The Ryer’s home (or let us say, the house in which the Ryers ate and slept), adjoined the house in which the McTeagues ate and slept. You would have thought that this propinquity, joined with the coincidence of their common misfortunes —both victims of governmental persecution—would have insured a certain degree of friendship between the two men. But this was not so at all, a state of feud existed between Montague Ryer and Capulet McTeague. The feud had originated some year or so previous to the time of this tale, in the back room of Gerstle’s “Wein Stube” on the corner opposite the drum. A discussion had arisen between the two men, both far gone in whiskey, as to the lines of longitude on the surface of the globe. Capulet claimed they were parallel throughout their whole extent—Montague maintained they converged at the poles. They discussed this question at length—first with heady words and vociferation, next with hurled pony glasses and uplifted chairs, and finally after their ejection from the “Stube,” with fists clenched till the knuckles whitened, crooked elbows, and the soles of heavy-shod boots. They arrived at no definite conclusion. Twice since then had they fought. Their original difference of opinion had been speedily forgotten. They fought now, they knew not why—merely for the sake of fighting. The quarrel between them came to be recognized by the “block” as part of the existing order of things, like the reek from the drum and the monthly visit of the rent-collector.

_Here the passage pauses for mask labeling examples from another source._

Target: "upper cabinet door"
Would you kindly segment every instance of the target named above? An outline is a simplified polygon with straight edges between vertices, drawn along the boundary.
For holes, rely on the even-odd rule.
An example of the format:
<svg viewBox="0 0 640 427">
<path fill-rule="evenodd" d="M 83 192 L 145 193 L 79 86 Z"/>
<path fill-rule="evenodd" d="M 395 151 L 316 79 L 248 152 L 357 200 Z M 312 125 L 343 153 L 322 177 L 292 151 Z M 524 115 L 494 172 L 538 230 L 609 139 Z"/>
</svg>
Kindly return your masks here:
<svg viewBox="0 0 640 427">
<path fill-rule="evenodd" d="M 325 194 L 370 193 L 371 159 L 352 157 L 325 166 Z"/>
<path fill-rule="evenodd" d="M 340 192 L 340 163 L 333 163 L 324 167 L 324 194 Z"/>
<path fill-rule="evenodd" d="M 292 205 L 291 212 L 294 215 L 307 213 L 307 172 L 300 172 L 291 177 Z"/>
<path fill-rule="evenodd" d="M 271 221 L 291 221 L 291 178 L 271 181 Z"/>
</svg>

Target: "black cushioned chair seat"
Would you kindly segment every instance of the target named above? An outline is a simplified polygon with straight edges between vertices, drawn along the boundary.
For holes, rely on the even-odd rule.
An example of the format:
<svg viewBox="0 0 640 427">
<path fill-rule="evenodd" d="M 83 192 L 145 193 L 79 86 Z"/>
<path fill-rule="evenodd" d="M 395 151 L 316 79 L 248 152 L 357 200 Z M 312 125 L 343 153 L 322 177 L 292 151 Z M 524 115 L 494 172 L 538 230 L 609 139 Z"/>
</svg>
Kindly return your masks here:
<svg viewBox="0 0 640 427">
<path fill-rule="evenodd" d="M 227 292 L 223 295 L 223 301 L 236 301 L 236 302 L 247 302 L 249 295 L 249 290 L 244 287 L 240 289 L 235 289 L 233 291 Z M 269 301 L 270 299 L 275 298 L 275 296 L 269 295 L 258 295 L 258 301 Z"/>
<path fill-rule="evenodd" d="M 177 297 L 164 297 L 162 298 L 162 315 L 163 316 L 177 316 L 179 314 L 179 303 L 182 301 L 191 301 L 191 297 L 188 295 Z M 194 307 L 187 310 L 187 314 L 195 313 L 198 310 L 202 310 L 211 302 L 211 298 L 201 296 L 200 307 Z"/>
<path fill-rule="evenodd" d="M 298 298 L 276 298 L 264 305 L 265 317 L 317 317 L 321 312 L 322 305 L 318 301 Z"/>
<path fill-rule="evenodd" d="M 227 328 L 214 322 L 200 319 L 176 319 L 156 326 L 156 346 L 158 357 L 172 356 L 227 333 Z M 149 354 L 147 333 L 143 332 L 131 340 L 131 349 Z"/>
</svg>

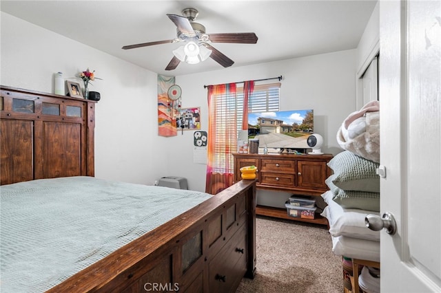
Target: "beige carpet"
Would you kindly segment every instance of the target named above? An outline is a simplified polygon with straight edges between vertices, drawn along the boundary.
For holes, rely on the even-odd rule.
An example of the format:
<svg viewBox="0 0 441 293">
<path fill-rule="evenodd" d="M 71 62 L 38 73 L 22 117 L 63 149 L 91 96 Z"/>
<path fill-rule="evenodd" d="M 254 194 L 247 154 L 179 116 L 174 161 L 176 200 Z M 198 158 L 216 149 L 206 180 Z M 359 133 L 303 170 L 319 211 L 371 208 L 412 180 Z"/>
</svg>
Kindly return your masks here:
<svg viewBox="0 0 441 293">
<path fill-rule="evenodd" d="M 326 226 L 258 216 L 256 274 L 236 292 L 343 292 L 341 257 Z"/>
</svg>

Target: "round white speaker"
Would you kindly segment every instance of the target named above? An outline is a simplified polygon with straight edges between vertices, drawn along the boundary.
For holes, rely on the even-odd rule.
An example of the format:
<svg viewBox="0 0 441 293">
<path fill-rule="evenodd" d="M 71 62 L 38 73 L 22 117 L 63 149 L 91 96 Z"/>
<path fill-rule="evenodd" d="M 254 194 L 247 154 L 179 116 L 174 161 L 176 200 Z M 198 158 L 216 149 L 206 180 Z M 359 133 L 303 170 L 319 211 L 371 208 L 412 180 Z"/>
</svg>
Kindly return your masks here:
<svg viewBox="0 0 441 293">
<path fill-rule="evenodd" d="M 322 155 L 322 145 L 323 144 L 323 138 L 320 134 L 313 133 L 308 136 L 307 139 L 308 146 L 312 149 L 312 152 L 308 153 L 309 155 Z"/>
</svg>

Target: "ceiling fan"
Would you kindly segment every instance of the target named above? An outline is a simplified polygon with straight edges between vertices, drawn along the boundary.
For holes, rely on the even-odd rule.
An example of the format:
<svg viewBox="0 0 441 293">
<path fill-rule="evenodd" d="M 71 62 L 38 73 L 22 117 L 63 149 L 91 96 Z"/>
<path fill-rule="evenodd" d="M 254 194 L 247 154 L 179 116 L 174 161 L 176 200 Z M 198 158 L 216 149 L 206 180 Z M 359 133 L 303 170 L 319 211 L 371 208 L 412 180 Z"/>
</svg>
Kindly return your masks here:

Ryer had something the worst of it in these fights. He was a small, lean, pinkish creature, like a split carrot, his mouth a mere long slit beneath his nose. When he was angry his narrow eyes glistened like streaks of bitumen.

McTeague was a huge blonde giant, carrying his enormous fell of yellow hair, six feet and more above his ponderous, slow-moving feet. His hands, hard as wooden mallets dangled from arms that suggested twisted cables. His jaw was that of the carnivora.

Both men thrashed their wives, McTeague on the days when he was drunk, which were many, Ryer on the days when he was sober, which were few. They went about it each in his own peculiar fashion. Ryer found amusement in whipping Missis Ryer with a piece of rubber hose filled with gravel, or (his nature demanded variety of sensation), with a long, thin rawhide, which he kept hidden between the mattresses. He never used fists or boots; such methods revolted him.”What! am I a drayman, am I a hod-carrier!” exclaimed Mister Ryer. When McTeague did not use his fist or the foot, he used the club. Refinement, such as characterized Ryer, was foreign to the ex-dentist. He struck out blindly, savagely, and with a colossal, clumsy force that often spent itself upon the air. The difference between the men could be seen in the different modes of punishment they affected. Ryer preferred the lash of the whip, McTeague the butt. Ryer was cruel, McTeague only brutal.